Sunday, August 21, 2016

Walking on hallowed ground

Roger and I visited Gettysburg yesterday. There is a sacredness to the place that transcends the visitors; the Civil War buffs everywhere; the museum, movie and cyclorama exhibit (which are all excellent, and worth your attention).

I am not one for war strategy; I do not read about or enjoy descriptions of battles. They confuse me and confound me.  But since this is a very small site, with a battle that lasted only three days, and was documented exhaustively by the participants, war correspondents and photographers, there is a great deal known about what was happening where and when. The park brochure has a description of an auto tour that guides a visitor around the park site, stopping at the various places where the armies established their camps, set up their artillery, made their charges, where the fighting occurred, etc. It is quite intense. The exhibits and museum bring these events to life and provide context for the horror that occurred here. I came away convinced that the battle was an awful and a necessary thing for our nation.

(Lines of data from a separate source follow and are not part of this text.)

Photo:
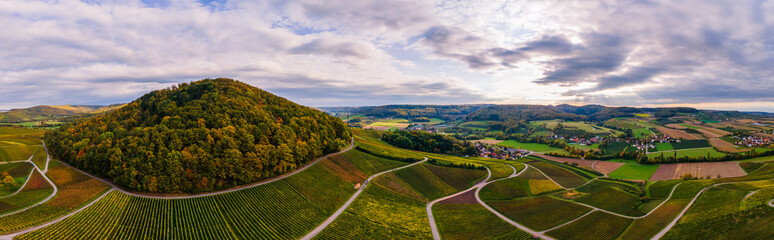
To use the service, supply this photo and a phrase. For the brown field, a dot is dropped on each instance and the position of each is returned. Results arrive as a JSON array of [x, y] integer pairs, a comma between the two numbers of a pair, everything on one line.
[[709, 134], [676, 126], [674, 133], [381, 128], [488, 141], [581, 162], [763, 135], [725, 146], [737, 126], [711, 169], [606, 167]]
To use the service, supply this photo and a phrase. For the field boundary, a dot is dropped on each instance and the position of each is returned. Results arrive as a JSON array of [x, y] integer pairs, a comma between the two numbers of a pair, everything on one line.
[[251, 185], [429, 207], [344, 207]]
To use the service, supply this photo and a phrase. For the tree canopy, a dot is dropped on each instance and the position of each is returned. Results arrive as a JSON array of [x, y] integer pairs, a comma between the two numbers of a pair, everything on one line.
[[207, 135]]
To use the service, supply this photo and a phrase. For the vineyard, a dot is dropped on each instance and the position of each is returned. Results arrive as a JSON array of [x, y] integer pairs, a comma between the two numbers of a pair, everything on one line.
[[562, 176], [539, 213], [613, 200], [506, 189], [460, 218], [597, 225]]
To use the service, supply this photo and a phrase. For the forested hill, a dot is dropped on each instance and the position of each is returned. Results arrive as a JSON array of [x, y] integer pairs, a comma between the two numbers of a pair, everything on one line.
[[207, 135]]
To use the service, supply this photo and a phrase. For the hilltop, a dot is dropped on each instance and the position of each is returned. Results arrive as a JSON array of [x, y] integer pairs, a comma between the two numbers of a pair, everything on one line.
[[46, 112], [200, 136]]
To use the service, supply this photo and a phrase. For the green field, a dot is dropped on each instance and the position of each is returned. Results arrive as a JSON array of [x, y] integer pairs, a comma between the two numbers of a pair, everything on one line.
[[285, 209], [641, 132], [472, 221], [693, 153], [634, 172], [539, 213], [562, 176], [664, 146], [613, 200], [597, 225], [537, 147]]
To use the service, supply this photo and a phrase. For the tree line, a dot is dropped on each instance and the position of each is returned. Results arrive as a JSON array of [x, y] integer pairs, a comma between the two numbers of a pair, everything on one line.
[[207, 135]]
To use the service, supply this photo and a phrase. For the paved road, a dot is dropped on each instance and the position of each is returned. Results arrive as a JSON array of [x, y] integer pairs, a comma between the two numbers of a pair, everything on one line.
[[335, 215], [503, 217], [41, 202], [672, 224], [429, 208], [351, 145], [116, 188], [38, 227]]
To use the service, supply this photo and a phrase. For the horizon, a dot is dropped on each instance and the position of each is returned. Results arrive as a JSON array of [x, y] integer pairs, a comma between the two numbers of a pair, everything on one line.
[[339, 53]]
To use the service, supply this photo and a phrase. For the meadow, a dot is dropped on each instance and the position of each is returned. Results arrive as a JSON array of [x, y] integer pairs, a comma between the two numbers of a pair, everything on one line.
[[537, 147]]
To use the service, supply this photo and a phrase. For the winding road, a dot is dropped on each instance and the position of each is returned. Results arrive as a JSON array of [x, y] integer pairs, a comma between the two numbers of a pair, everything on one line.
[[429, 208], [116, 188], [341, 210]]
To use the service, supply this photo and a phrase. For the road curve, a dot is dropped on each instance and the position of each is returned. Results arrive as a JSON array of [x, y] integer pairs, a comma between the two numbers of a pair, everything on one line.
[[351, 145], [429, 208], [22, 187], [503, 217], [344, 207], [38, 227]]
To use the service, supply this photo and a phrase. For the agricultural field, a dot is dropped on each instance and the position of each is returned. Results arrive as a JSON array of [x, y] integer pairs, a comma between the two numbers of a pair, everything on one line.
[[506, 189], [17, 152], [539, 213], [562, 176], [641, 132], [463, 218], [692, 153], [537, 147], [718, 214], [614, 200], [705, 169], [634, 172], [75, 190], [597, 225], [678, 134]]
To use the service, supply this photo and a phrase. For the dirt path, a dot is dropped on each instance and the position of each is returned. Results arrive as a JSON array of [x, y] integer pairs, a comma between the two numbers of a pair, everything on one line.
[[344, 207], [674, 222], [351, 145], [20, 188], [38, 227], [429, 208], [41, 202], [503, 217]]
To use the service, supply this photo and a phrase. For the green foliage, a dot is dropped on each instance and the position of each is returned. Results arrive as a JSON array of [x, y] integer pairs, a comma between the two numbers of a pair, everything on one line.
[[472, 221], [750, 166], [429, 142], [685, 144], [206, 135], [613, 200], [506, 189], [634, 172], [597, 225], [562, 176], [661, 189], [379, 213], [539, 213]]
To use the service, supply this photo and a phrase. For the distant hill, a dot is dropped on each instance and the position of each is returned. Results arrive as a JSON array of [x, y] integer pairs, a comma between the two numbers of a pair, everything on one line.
[[207, 135], [446, 112], [46, 112]]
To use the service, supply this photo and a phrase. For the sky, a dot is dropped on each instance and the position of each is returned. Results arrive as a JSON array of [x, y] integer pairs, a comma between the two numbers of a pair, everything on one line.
[[705, 54]]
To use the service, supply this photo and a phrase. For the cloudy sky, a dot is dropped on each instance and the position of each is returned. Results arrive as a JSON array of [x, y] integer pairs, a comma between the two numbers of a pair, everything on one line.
[[707, 54]]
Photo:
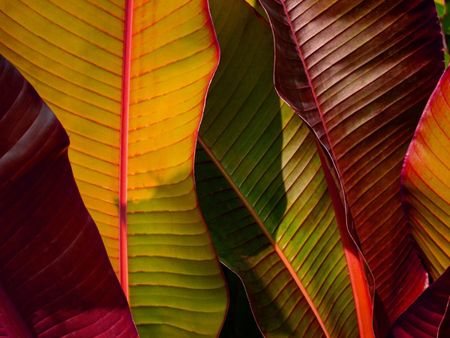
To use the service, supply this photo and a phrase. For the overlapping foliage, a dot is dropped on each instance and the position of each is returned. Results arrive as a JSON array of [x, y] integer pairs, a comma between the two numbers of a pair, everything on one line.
[[304, 190]]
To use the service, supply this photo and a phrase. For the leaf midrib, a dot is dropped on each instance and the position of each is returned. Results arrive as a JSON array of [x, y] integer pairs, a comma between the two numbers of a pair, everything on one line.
[[260, 223]]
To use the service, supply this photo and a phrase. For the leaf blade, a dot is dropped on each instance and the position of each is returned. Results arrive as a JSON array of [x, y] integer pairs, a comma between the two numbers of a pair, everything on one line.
[[70, 285], [72, 52], [336, 66], [255, 198], [425, 181]]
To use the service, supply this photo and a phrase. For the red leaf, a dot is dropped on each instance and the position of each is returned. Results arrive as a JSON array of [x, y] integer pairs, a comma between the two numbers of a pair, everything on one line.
[[425, 318], [359, 73], [55, 276]]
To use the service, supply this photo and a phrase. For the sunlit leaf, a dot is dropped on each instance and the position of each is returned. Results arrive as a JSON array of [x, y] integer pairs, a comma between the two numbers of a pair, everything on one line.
[[359, 73], [128, 82], [264, 195], [426, 180]]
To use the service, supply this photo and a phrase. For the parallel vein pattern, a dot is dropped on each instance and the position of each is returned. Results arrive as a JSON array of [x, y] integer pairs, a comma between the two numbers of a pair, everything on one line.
[[72, 52], [263, 192], [429, 316], [176, 289], [55, 276], [359, 73], [426, 180]]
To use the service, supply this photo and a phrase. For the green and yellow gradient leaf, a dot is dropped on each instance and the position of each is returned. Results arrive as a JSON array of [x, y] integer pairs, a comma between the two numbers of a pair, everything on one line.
[[360, 73], [128, 82], [426, 180], [264, 195]]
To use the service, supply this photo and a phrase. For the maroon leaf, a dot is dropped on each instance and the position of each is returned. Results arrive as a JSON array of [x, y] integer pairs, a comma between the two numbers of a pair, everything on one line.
[[359, 73], [425, 318], [55, 276]]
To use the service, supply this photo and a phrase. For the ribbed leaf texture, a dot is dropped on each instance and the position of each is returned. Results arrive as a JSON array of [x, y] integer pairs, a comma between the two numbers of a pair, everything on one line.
[[55, 276], [426, 180], [359, 73], [132, 118], [429, 316], [264, 195]]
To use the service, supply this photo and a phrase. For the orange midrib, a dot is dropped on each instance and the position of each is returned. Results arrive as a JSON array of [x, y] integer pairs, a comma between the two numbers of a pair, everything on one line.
[[363, 302], [277, 249], [123, 161]]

If you have never been to Gettysburg, I recommend that you go. It is one of the iconic places in American history. We saw the movie and viewed the cyclorama - a circular painting of the battle field that was produced in the late nineteenth century and recently restored to amazing effect. I have never seen anything that was at once so magnificent and yet so terrible.
A scene from the Cyclorama

The painting is something like 44 feet by 340 feet, displayed in the round
We were getting out of the museum about 5 pm and ran into a crew setting up tables in the lobby of the building. I asked if it was a "friends of Gettysburg" dinner and was told no, it was a wedding reception. This was a surprise to me - if I thought long and hard I do not believe I could ever conceive of a place where I would be less likely to want to celebrate a happy occasion!  Everything about Gettysburg filled me with shock, sorrow and pain. But the tables were dressed with steel blue cloths and silver grey napkins - maybe the couple are Civil War buffs and love the place!
Earl and Alice

Similarly, we wondered about the many people in our campground who seemed to have permanent locations there. Why park your RV here?  There's no lake, no shore. But this morning, when we were packing up our camp, our neighbor wandered over.  He and his wife have an RV and they have left it here for nine years. They come about once a month for a couple of days.  Earl's great grandfather's younger brother was captured after the battle at the wheat field. Earl is interested in the history of the war, and when we asked "haven't you seen everything there is to see after nine years?" he said no - there is so much to learn and discover.

And then there was the couple down the lane from our campsite, who were flying both an American flag (modern) and the Stars and Bars. And I thought, "what's that about?" What does that flag represent for them? Are they declaring their allegiance to the defeated Confederacy? Do they just want others to know they hail from the south? Are they racists? Are they re-enactors who choose to play Confederate roles? It was jarring to me to see the flag here, but I didn't ask what it meant to them.

My favorite moments were spent in the cemetery. The quiet rows and simple stones speak volumes. Here Lincoln delivered his elegant remarks at the dedication of the cemetery.

We rode out this morning through the battlefield, which was quiet and grey in the morning damp. Peace be to all.


  1. I agree, Getteysburg was not at all what I expected when we visited. The cyclorama was amazing but looking out at the battlefields was sad and thought provoking. So small an area for so much violence and loss.

  2. Just curious. How do you secure your bags and such when you go into a place like this? I imagine at a diner, you could still keep an eye your tandem. But here...??